7. **No Regularization in Linear Regression**: This is often due to historical reasons.
8. **Lasso, Ridge, ElasticNet**: Popular methods for regularization. Lasso (L1), Ridge (L2), and ElasticNet (combination of both).
9. **Logistic Regression**: A large `C` value (e.g., `1e12`) means little or no regularization.

---

## Training and Testing

1. **Train-Test Split**: Generally, a 70/30 split is used to partition the data.
2. **Test on Unseen Data**: Never test on the training data to avoid biased results.
3. **Randomized Samples**: Shuffle the data for better generalization.
4. **Stratified Sampling**: For classification tasks, use `stratify=target` to ensure balanced class distribution.
5. **Test Set Size**: The size of the test set matters, not the ratio.

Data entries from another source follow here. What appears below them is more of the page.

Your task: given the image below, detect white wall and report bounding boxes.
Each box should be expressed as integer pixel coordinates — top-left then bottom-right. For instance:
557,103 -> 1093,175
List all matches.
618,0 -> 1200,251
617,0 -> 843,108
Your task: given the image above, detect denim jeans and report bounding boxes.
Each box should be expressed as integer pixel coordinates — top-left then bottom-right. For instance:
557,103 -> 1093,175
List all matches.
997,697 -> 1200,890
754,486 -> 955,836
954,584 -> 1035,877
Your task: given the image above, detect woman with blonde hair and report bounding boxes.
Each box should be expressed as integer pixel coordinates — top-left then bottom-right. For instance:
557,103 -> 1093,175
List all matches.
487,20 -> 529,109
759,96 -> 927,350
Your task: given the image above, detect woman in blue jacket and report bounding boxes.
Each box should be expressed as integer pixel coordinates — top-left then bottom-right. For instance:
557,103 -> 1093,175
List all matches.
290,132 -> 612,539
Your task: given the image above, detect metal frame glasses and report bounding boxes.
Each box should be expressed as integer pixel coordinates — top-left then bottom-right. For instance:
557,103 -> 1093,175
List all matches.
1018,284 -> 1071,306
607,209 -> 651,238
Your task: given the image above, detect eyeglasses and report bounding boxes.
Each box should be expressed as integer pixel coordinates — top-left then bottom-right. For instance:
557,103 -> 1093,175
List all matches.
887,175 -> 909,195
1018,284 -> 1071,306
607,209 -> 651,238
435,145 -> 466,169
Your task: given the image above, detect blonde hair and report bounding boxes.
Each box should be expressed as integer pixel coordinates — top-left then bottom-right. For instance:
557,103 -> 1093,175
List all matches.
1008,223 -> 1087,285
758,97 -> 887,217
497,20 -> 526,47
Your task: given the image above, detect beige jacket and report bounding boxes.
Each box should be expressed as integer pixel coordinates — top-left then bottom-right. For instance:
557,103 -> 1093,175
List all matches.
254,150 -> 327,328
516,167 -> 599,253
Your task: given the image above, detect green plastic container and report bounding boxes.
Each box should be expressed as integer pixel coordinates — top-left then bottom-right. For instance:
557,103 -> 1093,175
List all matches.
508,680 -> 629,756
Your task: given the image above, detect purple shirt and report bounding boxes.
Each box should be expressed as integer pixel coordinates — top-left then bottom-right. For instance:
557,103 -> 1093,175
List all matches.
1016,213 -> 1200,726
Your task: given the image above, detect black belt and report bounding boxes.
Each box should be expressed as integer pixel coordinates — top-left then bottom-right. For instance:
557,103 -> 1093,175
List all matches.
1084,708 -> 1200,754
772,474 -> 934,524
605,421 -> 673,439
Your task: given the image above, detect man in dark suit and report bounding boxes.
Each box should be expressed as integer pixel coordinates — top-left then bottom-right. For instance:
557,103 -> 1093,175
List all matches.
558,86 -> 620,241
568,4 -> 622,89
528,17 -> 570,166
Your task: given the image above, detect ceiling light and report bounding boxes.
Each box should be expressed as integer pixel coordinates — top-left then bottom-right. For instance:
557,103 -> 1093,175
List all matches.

Choose a sufficient size for evaluation.
6. **Specialized Test Sets**: Sometimes, specialized sets (e.g., emoji datasets for sentiment analysis) are necessary.
7. **Model Performance**: Use `pipeline.score()` to evaluate model performance.
8. **Multiple Metrics**: One metric is not enough. Use several to get a full picture.
9. **Regression Metrics**: Metrics like **R²** are used to evaluate regression models.
10. **Classification Metrics**: For classification models, use metrics like **accuracy** and the **classification report**.
11. **Metrics Module**: Use `sklearn.metrics` to access a wide range of performance metrics.
12. **Residual Score**: Measures the difference between predicted and actual values.
13. **Confusion Matrix**: Useful for evaluating classification models.
14. **ROC Curve**: Receiver Operating Characteristic curve for visualizing performance in binary classification.
15. **Limitations of ROC**: For multiclass classification, we use a "1 vs. all" approach.
16. **ROC Curve Clarification**: The ROC curve should not fall below the diagonal dashed line, as this would imply worse-than-random performance.
17. **Learning and Validation Curves**: Useful tools for understanding model performance across training sizes and parameter values.

---

## Cross-Validation

1. **Cross-Validation**: Split data into train, validation, and test sets to improve generalization.
2. **K-Fold Cross-Validation**: Breaks the dataset into K parts and runs K separate training/testing cycles to ensure robustness.

---

## Model Tuning and Selection

1. **Hyperparameter Tuning**: Optimize the model's parameters to improve performance.
2. **Grid Search**: Use `GridSearchCV()` to exhaustively search through predefined parameter grids.
3. **Parameter Grid**: Define a grid of hyperparameters for tuning.
4. **Randomized Search**: Use `RandomizedSearchCV()` for a more efficient, random search of hyperparameters.
5. **Best Params**: Select the best parameters based on cross-validation performance.
6. **CV Results**: Cross-validation results are available to evaluate different hyperparameter settings.
7. **Hyperopt**: An alternative to `GridSearchCV()` for more advanced search algorithms.
8. **Optuna**: A tool designed for tuning hyperparameters of artificial neural networks (ANN).

---

## Feature Selection and Feature Engineering

1. **Occam's Razor**: Simpler models are often better.
2. **Feature Reduction**: Reduce the number of features to improve performance and avoid overfitting.
3. **Focus on Relevant Features**: Only keep features that contribute to the model's predictive power.
4. **Removing Irrelevant Features**: Remove any irrelevant or redundant features that do not help in prediction.
5. **Regularization**: Helps by penalizing the complexity of the model, naturally reducing irrelevant features.
6. **Dimensionality Reduction**: Techniques like PCA (Principal Component Analysis) can help reduce feature space.
7. **Feature Engineering**: Creating new meaningful features from raw data, such as using **geopandas** for geospatial data or **clustering** techniques. This requires deep domain knowledge and expertise.